Harmony dropped her eyes. ‘As long as Emma has a good time, that’s all that matters.’

He placed his glass on the console table and stared at her, silent for a moment or two, until she finally looked up at him. When she did he smiled. ‘Harmony, what would you say if I asked you to leave and have dinner with me?’

Harmony laughed abruptly, taken aback by his question.

‘Excuse me?’

‘Right now, if I asked you to leave the party with me, would you come?’

Her heart began to race as she realised he was being perfectly serious. ‘No,’ she said quickly. ‘Of course I wouldn’t.’

‘Why not?’

She faltered. The hairs on her forearms stood proud. Her heart hammered. ‘I’m married. My husband’s here.’

The stranger held her eyes for a moment or two and then gave a deferential nod. ‘He’s a lucky man.’

As if on cue she heard Will’s laugh, unmistakeable in its generous fullness, one of those infectious laughs that set other laughs off like a line of falling dominoes. She turned to look over her shoulder and saw him standing with his back to her at the entrance to the living room. He was talking to a man she didn’t recognise. She was filled with a sense of relief as the tension between herself and the stranger disappeared like water through a cupped hand.

‘In fact, that’s him now,’ she said. ‘He’s probably come looking for me. I should join him before we sit for supper.’

The stranger stared at her, and then gave a curt nod of his head.

‘You must. It was nice to meet you, Harmony.’

She held out her hand again. ‘It was nice to meet you, too,’ she said. ‘Whatever your name is.’

He took her hand and as he did he stroked his thumb against her, barely there, like a butterfly’s kiss. Her skin tingled. As she walked down the corridor away from him she felt his eyes burning into her back. She went straight up to Will and kissed him on the lips. The man he was with chuckled drunkenly.

‘What was that for?’ Will asked with amusement.
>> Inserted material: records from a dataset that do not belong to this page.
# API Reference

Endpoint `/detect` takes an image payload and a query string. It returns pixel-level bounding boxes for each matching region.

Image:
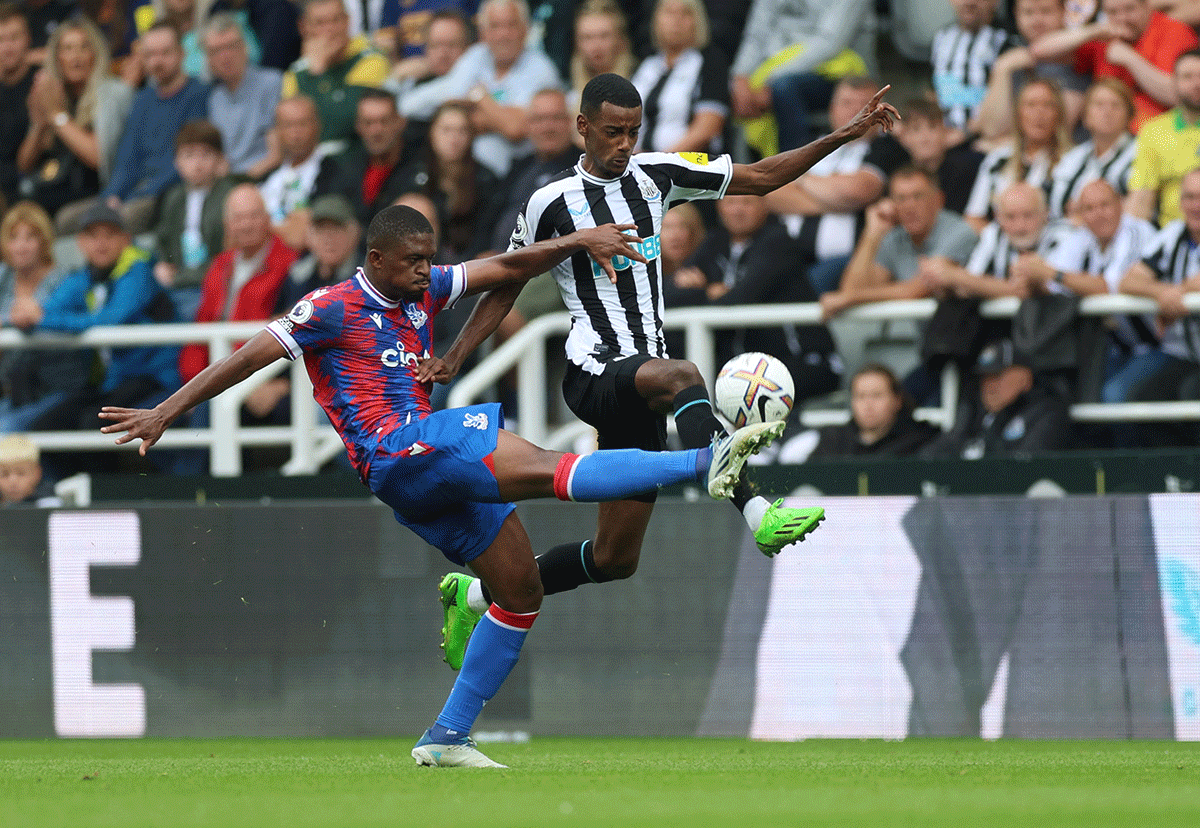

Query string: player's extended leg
[492,431,713,502]
[636,360,824,558]
[438,424,770,670]
[413,514,542,768]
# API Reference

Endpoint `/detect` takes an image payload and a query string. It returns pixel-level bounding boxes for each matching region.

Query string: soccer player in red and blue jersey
[101,206,766,767]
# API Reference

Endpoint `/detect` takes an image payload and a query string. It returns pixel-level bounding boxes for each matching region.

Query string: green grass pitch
[0,738,1200,828]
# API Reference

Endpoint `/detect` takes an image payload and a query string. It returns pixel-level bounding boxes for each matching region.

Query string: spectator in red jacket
[179,184,298,382]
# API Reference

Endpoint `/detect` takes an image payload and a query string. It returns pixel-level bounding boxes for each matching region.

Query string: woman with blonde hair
[571,0,634,94]
[17,17,133,225]
[964,78,1072,233]
[400,101,503,260]
[1050,78,1138,218]
[631,0,730,155]
[0,202,88,434]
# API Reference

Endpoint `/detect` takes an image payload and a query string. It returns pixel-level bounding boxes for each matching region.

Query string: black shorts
[563,354,667,465]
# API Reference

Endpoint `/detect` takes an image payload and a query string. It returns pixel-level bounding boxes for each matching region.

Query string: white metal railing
[0,293,1200,476]
[448,293,1200,449]
[0,322,343,476]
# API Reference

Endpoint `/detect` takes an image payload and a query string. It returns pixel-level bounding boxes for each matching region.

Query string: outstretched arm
[725,85,900,196]
[100,330,286,455]
[416,282,524,384]
[467,224,646,294]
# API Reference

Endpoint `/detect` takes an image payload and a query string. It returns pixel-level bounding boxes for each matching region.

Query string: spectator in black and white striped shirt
[960,181,1072,299]
[1032,179,1158,412]
[964,79,1070,232]
[931,0,1008,143]
[1104,169,1200,424]
[1050,78,1138,218]
[630,0,730,155]
[974,0,1091,140]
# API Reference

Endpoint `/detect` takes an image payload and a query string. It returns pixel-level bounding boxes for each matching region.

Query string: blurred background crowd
[0,0,1200,489]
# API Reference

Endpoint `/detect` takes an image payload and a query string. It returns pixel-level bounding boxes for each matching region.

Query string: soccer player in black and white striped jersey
[424,74,898,624]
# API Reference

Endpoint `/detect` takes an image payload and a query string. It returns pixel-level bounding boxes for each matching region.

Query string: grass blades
[0,736,1200,828]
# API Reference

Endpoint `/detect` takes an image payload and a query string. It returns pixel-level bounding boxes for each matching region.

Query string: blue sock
[554,449,713,503]
[430,604,538,744]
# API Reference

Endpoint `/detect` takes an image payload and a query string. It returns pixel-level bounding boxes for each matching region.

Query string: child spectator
[154,120,236,322]
[0,434,62,508]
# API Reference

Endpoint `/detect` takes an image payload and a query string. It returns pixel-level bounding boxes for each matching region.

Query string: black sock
[538,540,613,595]
[673,385,725,449]
[484,540,613,604]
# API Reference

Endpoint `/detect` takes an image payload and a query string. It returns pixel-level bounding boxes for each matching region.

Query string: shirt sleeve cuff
[266,317,304,360]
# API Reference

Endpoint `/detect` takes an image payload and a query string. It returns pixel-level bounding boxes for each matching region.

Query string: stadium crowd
[0,0,1200,484]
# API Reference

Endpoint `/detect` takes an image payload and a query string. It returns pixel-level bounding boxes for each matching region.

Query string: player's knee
[638,359,704,413]
[666,359,704,395]
[492,566,542,613]
[592,547,641,581]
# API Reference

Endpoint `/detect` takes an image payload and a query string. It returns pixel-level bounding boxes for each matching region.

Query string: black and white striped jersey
[1050,132,1138,218]
[509,152,733,373]
[1046,212,1158,350]
[930,23,1008,130]
[630,48,730,152]
[967,222,1075,278]
[962,144,1054,221]
[1141,218,1200,361]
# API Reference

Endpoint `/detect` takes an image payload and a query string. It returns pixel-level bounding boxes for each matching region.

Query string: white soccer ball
[713,352,796,428]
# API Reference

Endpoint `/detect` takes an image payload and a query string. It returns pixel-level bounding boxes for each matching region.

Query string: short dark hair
[354,86,400,113]
[900,97,946,126]
[0,2,30,35]
[580,72,642,118]
[142,19,184,49]
[367,204,433,250]
[425,8,475,46]
[175,119,224,155]
[888,164,942,191]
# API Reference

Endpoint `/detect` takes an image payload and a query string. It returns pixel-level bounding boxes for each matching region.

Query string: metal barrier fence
[0,293,1200,476]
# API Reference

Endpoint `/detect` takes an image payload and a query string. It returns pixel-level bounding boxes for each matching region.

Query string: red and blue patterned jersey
[266,264,467,480]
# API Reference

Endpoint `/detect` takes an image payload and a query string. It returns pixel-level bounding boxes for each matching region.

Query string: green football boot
[754,498,824,558]
[438,572,482,670]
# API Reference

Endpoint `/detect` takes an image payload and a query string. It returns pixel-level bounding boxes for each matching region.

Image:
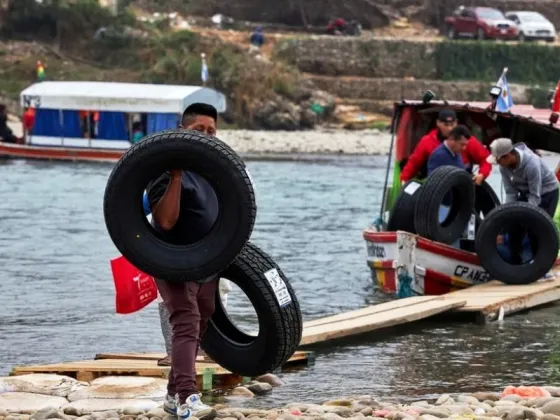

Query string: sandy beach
[0,374,560,420]
[9,121,391,155]
[219,129,391,155]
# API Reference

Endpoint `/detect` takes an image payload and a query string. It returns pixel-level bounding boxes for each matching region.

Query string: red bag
[111,256,157,314]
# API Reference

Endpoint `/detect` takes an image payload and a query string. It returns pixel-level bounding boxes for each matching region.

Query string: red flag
[552,81,560,114]
[111,257,157,314]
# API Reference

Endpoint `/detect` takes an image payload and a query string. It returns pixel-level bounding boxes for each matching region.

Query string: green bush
[435,41,560,83]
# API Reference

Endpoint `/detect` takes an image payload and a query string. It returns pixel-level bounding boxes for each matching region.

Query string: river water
[0,157,560,405]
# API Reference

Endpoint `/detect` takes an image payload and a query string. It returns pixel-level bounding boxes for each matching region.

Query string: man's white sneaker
[163,394,177,416]
[177,394,211,419]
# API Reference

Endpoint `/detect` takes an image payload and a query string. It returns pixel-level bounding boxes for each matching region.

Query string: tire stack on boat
[104,130,302,376]
[387,166,559,284]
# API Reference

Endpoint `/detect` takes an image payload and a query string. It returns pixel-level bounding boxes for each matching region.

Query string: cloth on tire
[147,171,219,249]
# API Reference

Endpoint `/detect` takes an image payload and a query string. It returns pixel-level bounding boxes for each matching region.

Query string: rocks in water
[247,382,272,395]
[144,407,167,420]
[471,392,500,401]
[122,407,146,416]
[229,386,255,398]
[0,373,89,398]
[196,408,217,420]
[29,407,70,420]
[255,373,284,387]
[323,399,352,407]
[543,386,560,397]
[436,394,455,405]
[540,399,560,416]
[501,394,522,402]
[0,392,68,414]
[533,397,558,408]
[418,407,449,419]
[63,398,160,420]
[457,395,479,405]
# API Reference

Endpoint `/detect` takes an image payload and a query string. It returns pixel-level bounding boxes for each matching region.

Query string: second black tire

‘No reason.’ She glanced over her shoulder but the stranger had gone and she felt a sharp stab of disappointment.

C H A P T E R    T H R E E

Though Harmony looked for him she didn’t see the man again that night. She had half-hoped she might find herself sitting next to him at supper. He was interesting and she’d enjoyed his company, and when she recalled him asking her to leave with him she got a rush of excitement. There was a self-assuredness, an inner purpose about him that was different to any other person she’d met, and it intrigued her. Instead she found herself between two men she’d met a couple of times, neither of whom she had much in common with, and she spent most of the meal sitting quietly, toying with her water glass and watching other people as they chatted and drank. Will spent no time at the table; instead he leapt about with his camera like a man possessed. Harmony felt a warm glow as she watched him. She liked to see him taking photographs, filled up with enthusiasm, lit from within.